9 Nov 2010
You are thinking about building a house … It’s a pretty involved and complicated process under the most ideal of circumstances but if you are going to give it a go by yourself, this could be the difference. There are some steps you can take that can help with the most important step – choosing your contractor. I wrote about how important it was to actually check the references your contractor provides you but I thought it would be wise to pull out a little and look at the selection process from a wider perspective.
I have prepared a list of questions that every homeowner should ask the contractor during the interview process. These questions can be used to help guide and shape the conversation and while this list is by no means all-inclusive, they are a decent road map to get you started. Be prepared to expect detours at times based on the answers you receive…
1. How long have you been in business building homes?
2. What is your philosophy in building a home?
3. How is your company organized?
4. What type of staff is part of your company?
In house carpenters, paints, labor, etc.?
5. Who are your sub-contractors- such as plumber, electrician, etc.?
6. Does a superintendent come with the project?
How many hours per day?
7. How busy is your firm?
8. How many homes do you build a year?
9. How often is an architect involved?
10. How do you organize the scheduling and product verification on a project?
11. What format is your contract?
12. Are you receptive to a cost of materials/labor plus a fixed contractor fee contract?
Would back up invoices be available?
13. How you handle changes orders?
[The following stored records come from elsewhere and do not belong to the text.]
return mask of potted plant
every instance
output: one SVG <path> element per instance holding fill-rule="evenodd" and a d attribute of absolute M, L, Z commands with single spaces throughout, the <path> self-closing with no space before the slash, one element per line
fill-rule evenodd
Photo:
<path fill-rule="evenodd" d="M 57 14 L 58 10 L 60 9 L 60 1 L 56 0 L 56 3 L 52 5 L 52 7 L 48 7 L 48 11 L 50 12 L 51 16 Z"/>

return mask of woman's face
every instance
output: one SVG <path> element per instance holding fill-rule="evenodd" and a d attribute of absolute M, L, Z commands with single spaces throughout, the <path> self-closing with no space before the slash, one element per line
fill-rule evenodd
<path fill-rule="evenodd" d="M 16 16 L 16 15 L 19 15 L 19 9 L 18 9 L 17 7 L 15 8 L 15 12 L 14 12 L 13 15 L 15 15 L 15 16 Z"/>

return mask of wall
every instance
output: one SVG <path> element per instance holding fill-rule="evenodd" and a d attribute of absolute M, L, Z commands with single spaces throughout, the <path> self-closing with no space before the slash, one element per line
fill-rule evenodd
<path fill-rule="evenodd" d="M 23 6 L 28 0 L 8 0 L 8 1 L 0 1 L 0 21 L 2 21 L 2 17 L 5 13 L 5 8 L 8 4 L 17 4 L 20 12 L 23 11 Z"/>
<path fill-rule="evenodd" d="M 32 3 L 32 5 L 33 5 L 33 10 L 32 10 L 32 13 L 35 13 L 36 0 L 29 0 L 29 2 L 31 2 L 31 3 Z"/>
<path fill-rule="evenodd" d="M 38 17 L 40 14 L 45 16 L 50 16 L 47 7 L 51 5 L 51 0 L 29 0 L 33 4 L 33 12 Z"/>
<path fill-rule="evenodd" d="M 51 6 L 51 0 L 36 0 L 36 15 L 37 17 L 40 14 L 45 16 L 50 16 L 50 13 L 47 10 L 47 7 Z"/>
Approval process, fees, etc.
14. What form of invoice do you use? Similar to A.I.A. G703 payment request?
15. How often do you invoice? (Monthly, bi-monthly, etc.)
16. Any issues with the architect providing Construction Administration services including payment request review?
17. When bidding a project how many bids do you get per trade?
18. Will you submit shop drawings for review?
19. What type of warranty is provided and length? What items are warrantied beyond this length?
20. Do you provide an owner’s manual at the completion of the project? (Manufacturer’s warranties, product information, sub-contractor contact information, etc.)
21. What sub-contractors are not under your contract and would be direct to the owner? (pool, landscape, A/V, etc)
Will you coordinate their scope and scheduling within your fee structure.
22. Why are you interested in building this home? Why are you qualified to build this home?
23. Have you built any homes similar to this one?
24. How long do you expect a home like this it might take to build?
25. How do you like working with an Architect?
What are the positives?
What are the negatives? (yeah right … as if!)
26. Can you provide a reference list?
27. What insurances does your firm carry?
28. Have you filed bankruptcy in the last ten years?
29. Any lawsuits in the five years?
30. After all these questions are you still interested in building a home for us?
These questions aren’t rocket science but you should hear something from the contractor during this conversation that will allow you to focus on the particulars of your project and the specific concerns you might develop. In addition to the answers, pay attention to the way the contractor answers your questions. Do you have a rapport? Do you like their personality? How prepared were they while answering these questions?
Being able to get along with your contractor is worth considering because there are always obstacles and hurdles along the way. At some point, you will be irritated at them and they will be irritated at you – that’s fairly normal. Being able to understand how the contractor communicates with you will carry you a long way during any rough patches, allowing you to work through any potential issues.